The Internet began in the 1960s as a government project with an important yet limited purpose. It wasn't until the 1980s, however, when the Internet began to be commercialized, that it also started to have an impact beyond a limited community.

Since then, private capital and investment have created a robust Internet that has changed the way the world communicates, destroyed barriers to the sharing of information, expanded the frontiers of knowledge, created new modes of entertainment and commerce, and generated trillions of dollars in wealth.

So what's wrong with the Internet? According to FCC Commissioner Michael Copps, "It may be dying because entrenched interests are positioning themselves to control the Internet's choke points." That was Copps' prediction in 2003, one year before Facebook was launched.

If the last decade is an indication of what Internet necrosis and choke points look like, then by all means, let's have more of them.

The Internet isn't broken. So why are three Democrats on the FCC trying to fix it? They're pursuing a vague progressive objective with the deceptive name of net neutrality.

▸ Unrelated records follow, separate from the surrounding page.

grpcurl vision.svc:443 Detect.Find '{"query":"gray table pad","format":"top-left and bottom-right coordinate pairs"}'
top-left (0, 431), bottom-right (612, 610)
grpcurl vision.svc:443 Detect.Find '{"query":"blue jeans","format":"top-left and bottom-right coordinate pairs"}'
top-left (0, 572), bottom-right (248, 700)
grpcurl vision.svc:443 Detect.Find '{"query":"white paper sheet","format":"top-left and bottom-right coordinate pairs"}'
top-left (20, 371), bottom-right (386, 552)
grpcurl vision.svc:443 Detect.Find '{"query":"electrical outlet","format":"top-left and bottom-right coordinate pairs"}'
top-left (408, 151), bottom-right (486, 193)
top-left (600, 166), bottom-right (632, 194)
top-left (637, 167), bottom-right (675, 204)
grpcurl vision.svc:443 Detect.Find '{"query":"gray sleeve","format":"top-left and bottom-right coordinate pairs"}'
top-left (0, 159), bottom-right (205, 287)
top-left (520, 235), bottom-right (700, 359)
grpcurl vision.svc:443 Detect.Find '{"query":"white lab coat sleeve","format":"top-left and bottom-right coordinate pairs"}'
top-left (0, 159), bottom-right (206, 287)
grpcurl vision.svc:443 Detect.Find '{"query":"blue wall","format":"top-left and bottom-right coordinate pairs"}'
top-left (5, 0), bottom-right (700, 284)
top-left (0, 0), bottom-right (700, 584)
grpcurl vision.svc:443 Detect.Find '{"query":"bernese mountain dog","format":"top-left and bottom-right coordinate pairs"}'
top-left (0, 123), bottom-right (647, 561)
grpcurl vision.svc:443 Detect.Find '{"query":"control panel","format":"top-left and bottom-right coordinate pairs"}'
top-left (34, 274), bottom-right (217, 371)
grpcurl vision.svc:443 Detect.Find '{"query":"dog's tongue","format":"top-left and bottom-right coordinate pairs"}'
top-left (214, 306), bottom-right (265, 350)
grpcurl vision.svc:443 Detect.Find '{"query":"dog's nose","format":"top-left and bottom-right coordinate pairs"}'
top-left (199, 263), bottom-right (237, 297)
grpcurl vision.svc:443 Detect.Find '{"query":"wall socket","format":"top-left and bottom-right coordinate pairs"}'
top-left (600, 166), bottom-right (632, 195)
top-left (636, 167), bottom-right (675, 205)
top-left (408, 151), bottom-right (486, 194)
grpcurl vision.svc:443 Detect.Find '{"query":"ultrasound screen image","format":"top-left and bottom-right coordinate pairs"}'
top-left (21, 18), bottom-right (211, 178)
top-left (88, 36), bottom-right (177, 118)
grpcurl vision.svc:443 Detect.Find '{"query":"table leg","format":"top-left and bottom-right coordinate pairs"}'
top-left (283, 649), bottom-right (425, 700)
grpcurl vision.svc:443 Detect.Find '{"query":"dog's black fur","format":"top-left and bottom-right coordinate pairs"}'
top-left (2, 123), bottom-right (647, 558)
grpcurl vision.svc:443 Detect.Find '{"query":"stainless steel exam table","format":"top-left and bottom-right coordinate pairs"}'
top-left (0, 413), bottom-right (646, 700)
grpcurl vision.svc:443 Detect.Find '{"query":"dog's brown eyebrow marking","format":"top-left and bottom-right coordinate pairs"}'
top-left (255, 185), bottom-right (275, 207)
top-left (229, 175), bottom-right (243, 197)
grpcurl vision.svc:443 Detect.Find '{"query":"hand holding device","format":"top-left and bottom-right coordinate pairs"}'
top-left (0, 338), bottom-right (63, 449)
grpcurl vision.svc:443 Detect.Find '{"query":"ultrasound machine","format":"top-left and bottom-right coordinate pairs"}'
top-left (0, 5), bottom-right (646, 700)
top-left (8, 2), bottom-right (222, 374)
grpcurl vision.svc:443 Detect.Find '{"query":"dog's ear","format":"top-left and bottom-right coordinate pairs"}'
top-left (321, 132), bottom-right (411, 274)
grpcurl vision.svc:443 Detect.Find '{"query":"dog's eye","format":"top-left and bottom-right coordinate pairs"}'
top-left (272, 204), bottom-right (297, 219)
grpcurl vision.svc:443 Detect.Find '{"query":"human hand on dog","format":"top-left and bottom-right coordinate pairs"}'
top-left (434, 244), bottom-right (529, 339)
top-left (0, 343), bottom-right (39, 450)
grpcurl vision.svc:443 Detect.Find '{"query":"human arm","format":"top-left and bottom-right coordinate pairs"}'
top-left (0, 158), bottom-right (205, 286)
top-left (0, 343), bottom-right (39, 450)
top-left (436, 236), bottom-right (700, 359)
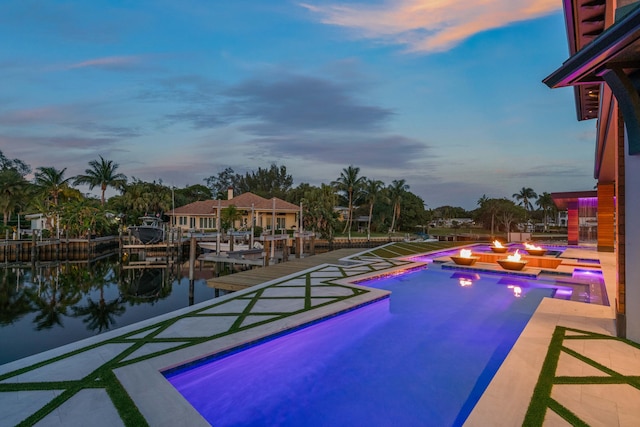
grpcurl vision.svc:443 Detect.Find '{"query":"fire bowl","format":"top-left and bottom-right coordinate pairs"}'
top-left (497, 259), bottom-right (527, 271)
top-left (450, 256), bottom-right (480, 265)
top-left (525, 249), bottom-right (547, 256)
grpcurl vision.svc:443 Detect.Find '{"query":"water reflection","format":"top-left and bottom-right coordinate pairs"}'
top-left (0, 259), bottom-right (222, 364)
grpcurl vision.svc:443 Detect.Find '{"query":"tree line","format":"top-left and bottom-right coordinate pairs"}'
top-left (0, 151), bottom-right (555, 239)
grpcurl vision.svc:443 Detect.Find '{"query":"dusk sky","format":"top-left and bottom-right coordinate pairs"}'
top-left (0, 0), bottom-right (596, 209)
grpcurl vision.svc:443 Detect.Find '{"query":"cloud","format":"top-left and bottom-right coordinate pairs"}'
top-left (223, 75), bottom-right (392, 135)
top-left (300, 0), bottom-right (562, 52)
top-left (154, 71), bottom-right (393, 136)
top-left (66, 56), bottom-right (143, 70)
top-left (509, 164), bottom-right (591, 179)
top-left (0, 107), bottom-right (64, 126)
top-left (245, 133), bottom-right (430, 168)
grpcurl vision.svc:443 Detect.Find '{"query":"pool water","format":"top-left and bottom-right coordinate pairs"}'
top-left (166, 264), bottom-right (568, 426)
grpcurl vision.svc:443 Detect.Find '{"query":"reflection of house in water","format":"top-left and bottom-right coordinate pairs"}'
top-left (551, 191), bottom-right (598, 245)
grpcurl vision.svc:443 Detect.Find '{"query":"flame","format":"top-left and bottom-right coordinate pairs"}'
top-left (507, 285), bottom-right (522, 298)
top-left (507, 249), bottom-right (521, 261)
top-left (458, 277), bottom-right (473, 288)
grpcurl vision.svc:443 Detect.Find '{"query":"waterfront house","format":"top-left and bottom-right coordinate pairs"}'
top-left (543, 0), bottom-right (640, 342)
top-left (167, 189), bottom-right (300, 232)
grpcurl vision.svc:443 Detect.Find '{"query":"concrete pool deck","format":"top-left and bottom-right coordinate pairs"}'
top-left (0, 244), bottom-right (640, 426)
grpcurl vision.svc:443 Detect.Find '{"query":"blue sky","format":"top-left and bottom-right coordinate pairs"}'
top-left (0, 0), bottom-right (596, 209)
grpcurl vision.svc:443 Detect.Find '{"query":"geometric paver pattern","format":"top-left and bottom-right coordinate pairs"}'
top-left (524, 326), bottom-right (640, 426)
top-left (0, 245), bottom-right (438, 427)
top-left (0, 242), bottom-right (640, 427)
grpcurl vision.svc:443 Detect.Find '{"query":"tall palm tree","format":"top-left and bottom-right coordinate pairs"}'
top-left (73, 156), bottom-right (127, 206)
top-left (511, 187), bottom-right (538, 211)
top-left (511, 187), bottom-right (538, 231)
top-left (363, 179), bottom-right (384, 239)
top-left (331, 165), bottom-right (366, 239)
top-left (388, 179), bottom-right (409, 233)
top-left (33, 166), bottom-right (73, 206)
top-left (536, 191), bottom-right (555, 231)
top-left (0, 169), bottom-right (29, 225)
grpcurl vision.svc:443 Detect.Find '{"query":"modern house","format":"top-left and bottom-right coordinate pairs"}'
top-left (544, 0), bottom-right (640, 342)
top-left (167, 189), bottom-right (300, 232)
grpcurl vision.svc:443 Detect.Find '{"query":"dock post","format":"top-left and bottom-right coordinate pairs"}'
top-left (189, 236), bottom-right (197, 280)
top-left (31, 233), bottom-right (38, 260)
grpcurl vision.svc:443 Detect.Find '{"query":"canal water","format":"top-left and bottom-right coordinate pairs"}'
top-left (0, 258), bottom-right (224, 364)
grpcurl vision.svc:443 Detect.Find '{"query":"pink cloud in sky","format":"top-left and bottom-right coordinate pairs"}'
top-left (67, 56), bottom-right (140, 69)
top-left (300, 0), bottom-right (562, 52)
top-left (0, 107), bottom-right (64, 126)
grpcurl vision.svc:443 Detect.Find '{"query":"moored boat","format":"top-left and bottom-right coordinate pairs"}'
top-left (129, 216), bottom-right (164, 245)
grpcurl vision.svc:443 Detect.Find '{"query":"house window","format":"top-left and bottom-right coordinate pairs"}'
top-left (200, 218), bottom-right (215, 229)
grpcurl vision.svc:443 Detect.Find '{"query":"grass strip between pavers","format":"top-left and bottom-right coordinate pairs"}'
top-left (522, 326), bottom-right (640, 427)
top-left (0, 242), bottom-right (468, 427)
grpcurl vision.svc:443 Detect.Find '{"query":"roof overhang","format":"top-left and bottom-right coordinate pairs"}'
top-left (543, 4), bottom-right (640, 154)
top-left (563, 0), bottom-right (607, 120)
top-left (543, 7), bottom-right (640, 88)
top-left (551, 190), bottom-right (598, 210)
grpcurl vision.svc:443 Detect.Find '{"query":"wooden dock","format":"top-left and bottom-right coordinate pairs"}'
top-left (207, 248), bottom-right (363, 291)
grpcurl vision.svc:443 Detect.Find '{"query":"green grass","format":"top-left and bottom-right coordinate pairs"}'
top-left (522, 326), bottom-right (640, 427)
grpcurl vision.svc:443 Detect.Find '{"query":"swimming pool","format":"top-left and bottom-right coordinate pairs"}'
top-left (166, 264), bottom-right (584, 426)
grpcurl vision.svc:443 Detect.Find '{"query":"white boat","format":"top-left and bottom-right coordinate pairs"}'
top-left (198, 242), bottom-right (250, 252)
top-left (129, 216), bottom-right (164, 245)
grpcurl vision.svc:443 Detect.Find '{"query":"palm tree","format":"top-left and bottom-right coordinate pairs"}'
top-left (33, 166), bottom-right (72, 206)
top-left (363, 179), bottom-right (384, 240)
top-left (73, 156), bottom-right (127, 206)
top-left (0, 169), bottom-right (29, 225)
top-left (388, 179), bottom-right (409, 233)
top-left (302, 184), bottom-right (338, 244)
top-left (218, 205), bottom-right (242, 231)
top-left (331, 165), bottom-right (366, 240)
top-left (511, 187), bottom-right (538, 211)
top-left (536, 191), bottom-right (555, 231)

Net neutrality is anything but neutral. It takes the operation of the Internet away from the heterogeneous and diversified interests of the private sector that have created it and concentrates it in the hands of an unelected and unaccountable board of political appointees atop a federal bureaucracy.

The dire problems net neutrality activists cry wolf about either don't exist or have already been resolved without the heavy hand of government influence. A federal court has ruled the FCC lacks the legal authority to regulate Internet service providers. So why try to do so?

Over the last two decades, millions of individuals have contributed to a remarkable expansion of freedom, creativity, and commerce on the Internet that has benefited billions of people. For three FCC commissioners, that's a problem.